Sam Bankman-Fried, the embattled founder of the now-defunct crypto exchange FTX, has replaced his legal team as he approaches the critical sentencing phase of his trial.

The change in legal representation was formalized in a court appearance on Feb. 21, the first since Bankman-Fried’s conviction. The move comes as the former billionaire prepares for his sentencing in late March following a conviction on seven counts of fraud and conspiracy.

Observers noted a marked change in Bankman-Fried’s demeanor and appearance during his recent court appearance. Gone was the casual attire of his earlier trial days, replaced by the somber reality of a prison jumpsuit and shackles, signaling the gravity of his situation.

No conflict of interest

Mukasey, who also represents the former Celsius CEO Alex Mashinsky, was appointed as Bankman-Fried’s lead defense attorney.
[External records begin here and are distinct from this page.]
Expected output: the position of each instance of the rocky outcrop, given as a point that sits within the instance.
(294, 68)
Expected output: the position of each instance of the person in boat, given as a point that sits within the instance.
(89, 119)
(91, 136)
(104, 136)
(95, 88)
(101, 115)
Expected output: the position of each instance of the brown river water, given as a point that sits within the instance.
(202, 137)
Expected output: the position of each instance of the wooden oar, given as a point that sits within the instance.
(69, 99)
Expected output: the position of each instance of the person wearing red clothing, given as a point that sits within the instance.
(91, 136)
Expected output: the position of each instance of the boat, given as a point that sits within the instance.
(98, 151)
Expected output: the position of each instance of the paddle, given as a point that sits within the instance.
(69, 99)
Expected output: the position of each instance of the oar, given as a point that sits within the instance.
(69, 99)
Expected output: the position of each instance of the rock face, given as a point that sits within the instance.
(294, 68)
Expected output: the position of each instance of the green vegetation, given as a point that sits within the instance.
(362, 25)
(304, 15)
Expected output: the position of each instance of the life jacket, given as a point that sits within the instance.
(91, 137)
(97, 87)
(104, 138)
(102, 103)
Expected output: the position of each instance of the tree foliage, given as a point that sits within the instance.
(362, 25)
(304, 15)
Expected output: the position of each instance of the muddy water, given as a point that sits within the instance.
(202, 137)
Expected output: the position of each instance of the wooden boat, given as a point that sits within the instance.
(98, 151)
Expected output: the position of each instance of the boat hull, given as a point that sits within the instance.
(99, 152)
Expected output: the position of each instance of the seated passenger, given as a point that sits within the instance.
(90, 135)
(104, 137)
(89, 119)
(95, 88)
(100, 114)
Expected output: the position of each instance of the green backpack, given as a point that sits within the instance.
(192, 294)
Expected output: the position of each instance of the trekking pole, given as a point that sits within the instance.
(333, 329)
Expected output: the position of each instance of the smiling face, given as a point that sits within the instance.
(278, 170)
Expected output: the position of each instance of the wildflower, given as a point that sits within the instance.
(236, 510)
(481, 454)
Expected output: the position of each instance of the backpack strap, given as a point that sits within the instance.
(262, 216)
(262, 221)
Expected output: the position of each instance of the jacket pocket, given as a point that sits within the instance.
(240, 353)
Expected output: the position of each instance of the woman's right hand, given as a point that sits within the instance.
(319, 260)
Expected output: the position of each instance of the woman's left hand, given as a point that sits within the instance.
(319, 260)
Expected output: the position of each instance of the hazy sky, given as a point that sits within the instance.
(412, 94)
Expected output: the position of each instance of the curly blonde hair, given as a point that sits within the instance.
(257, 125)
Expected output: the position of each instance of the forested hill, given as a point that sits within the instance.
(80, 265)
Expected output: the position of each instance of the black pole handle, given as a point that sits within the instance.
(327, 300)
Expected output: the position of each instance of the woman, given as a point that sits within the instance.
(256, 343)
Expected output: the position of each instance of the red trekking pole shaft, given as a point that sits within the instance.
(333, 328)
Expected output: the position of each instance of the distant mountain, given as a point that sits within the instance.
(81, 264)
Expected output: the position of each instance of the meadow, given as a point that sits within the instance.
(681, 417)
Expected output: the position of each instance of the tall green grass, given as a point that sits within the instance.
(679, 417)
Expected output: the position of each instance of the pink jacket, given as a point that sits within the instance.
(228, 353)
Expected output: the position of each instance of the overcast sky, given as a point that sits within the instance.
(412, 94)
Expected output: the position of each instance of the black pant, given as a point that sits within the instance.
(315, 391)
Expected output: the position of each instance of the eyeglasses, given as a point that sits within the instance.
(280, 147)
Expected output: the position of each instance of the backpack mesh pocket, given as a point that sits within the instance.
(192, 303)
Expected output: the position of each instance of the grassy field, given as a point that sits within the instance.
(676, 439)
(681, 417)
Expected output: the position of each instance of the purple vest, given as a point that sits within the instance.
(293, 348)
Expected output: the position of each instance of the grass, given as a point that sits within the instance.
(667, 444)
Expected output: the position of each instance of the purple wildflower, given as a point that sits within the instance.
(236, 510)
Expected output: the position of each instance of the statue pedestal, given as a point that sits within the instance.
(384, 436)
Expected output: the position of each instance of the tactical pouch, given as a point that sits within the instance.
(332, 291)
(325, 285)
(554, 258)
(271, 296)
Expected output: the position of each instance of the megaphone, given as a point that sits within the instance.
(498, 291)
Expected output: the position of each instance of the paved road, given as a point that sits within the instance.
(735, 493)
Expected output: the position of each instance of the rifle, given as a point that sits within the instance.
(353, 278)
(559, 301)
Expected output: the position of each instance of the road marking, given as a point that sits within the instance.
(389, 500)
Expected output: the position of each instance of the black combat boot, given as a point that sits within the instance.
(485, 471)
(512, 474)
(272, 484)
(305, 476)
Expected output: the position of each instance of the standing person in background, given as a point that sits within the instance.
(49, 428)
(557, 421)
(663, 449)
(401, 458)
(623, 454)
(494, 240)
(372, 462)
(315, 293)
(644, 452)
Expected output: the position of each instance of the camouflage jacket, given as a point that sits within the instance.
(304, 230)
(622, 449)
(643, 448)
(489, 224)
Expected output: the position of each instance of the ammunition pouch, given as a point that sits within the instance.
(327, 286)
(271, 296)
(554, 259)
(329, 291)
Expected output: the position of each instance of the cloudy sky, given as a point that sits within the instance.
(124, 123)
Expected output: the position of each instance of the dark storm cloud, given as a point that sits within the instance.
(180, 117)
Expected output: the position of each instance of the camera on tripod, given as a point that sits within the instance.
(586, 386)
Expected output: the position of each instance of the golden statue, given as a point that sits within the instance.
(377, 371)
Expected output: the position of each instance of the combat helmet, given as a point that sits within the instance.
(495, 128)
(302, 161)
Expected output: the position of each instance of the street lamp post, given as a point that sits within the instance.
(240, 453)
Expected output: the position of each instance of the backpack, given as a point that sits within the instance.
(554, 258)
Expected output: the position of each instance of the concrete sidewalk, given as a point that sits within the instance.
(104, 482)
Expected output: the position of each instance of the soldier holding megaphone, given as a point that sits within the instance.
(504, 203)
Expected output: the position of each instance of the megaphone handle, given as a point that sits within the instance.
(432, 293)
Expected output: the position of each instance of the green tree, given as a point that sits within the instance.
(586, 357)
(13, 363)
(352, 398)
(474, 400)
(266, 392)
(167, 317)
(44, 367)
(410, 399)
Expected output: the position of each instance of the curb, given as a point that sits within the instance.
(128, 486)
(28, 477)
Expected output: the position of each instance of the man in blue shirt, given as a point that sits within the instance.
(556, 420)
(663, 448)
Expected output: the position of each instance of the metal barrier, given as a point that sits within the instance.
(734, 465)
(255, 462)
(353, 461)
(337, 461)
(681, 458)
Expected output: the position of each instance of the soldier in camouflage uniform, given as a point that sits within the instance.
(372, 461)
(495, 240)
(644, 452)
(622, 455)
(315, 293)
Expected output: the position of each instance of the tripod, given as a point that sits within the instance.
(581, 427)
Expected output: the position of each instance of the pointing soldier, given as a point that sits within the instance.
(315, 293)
This prompted prosecutors to request a Curcio hearing to ensure there were no issues stemming from both parties hiring the same legal team.
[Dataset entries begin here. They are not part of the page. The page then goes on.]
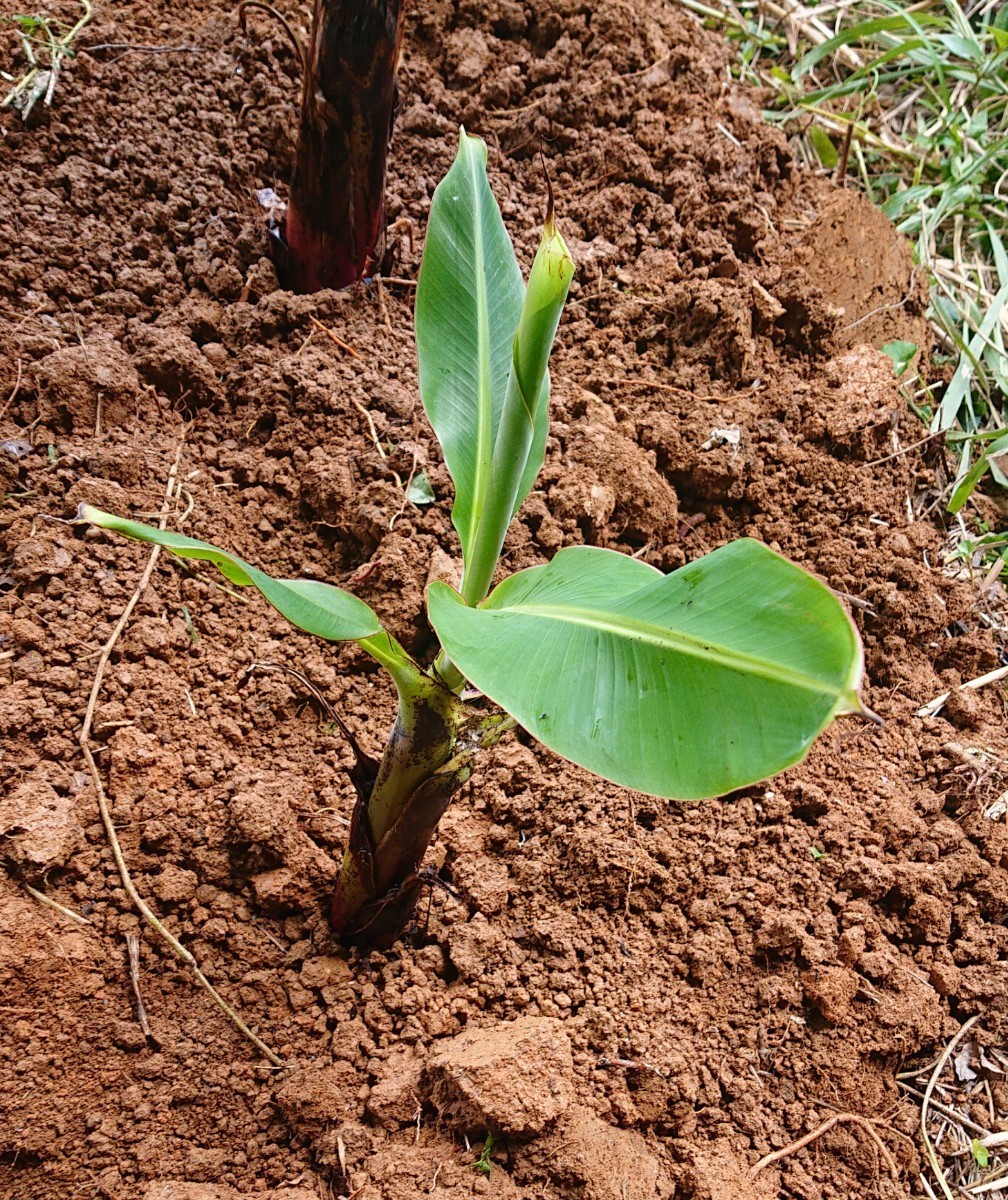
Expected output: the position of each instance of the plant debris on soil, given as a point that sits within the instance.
(634, 999)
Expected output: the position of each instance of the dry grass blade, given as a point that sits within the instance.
(917, 96)
(142, 906)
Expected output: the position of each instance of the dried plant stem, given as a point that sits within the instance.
(57, 906)
(145, 911)
(133, 951)
(838, 1119)
(933, 1158)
The court session took place in the US District Court for the Southern District of New York, where Judge Lewis A. Kaplan inquired about potential conflicts of interest due to Mukasey’s representation of other figures in the crypto sector.

The judge highlighted that this could lead to a potential conflict of interest due to Celsius’ previous dealings with FTX and Alameda Research, both of which went bankrupt. Celsius notably identified Alameda Research as a $13 million creditor in its bankruptcy case.

However, Bankman-Fried chose to waive the conflict-of-interest concerns and confirmed his decision to proceed with Mukasey as his attorney. He also confirmed that his previous trial lawyers, Mark Cohen and Christian Everdell, would no longer be part of the proceedings.

Mashinsky is also fine with lawyers

Mashinsky has also addressed the potential legal conflicts arising from sharing the same attorney as Bankman-Fried.

During a separate court appearance, Mashinsky stated he had no objections to Mukasey leading both trials as his case is set to start weeks after Bankman-Fried’s is expected to conclude. He similarly waived any concerns around a potential conflict of interest.

By waiving these concerns, Mashinsky facilitated a smoother legal path forward for both his and Bankman-Fried’s cases, acknowledging the professional capacity of Mukasey to manage the representation of both clients without prejudice.

The waiver also highlights the legal intricacies faced by figures in the crypto sector, where overlapping business and legal entanglements frequently emerge.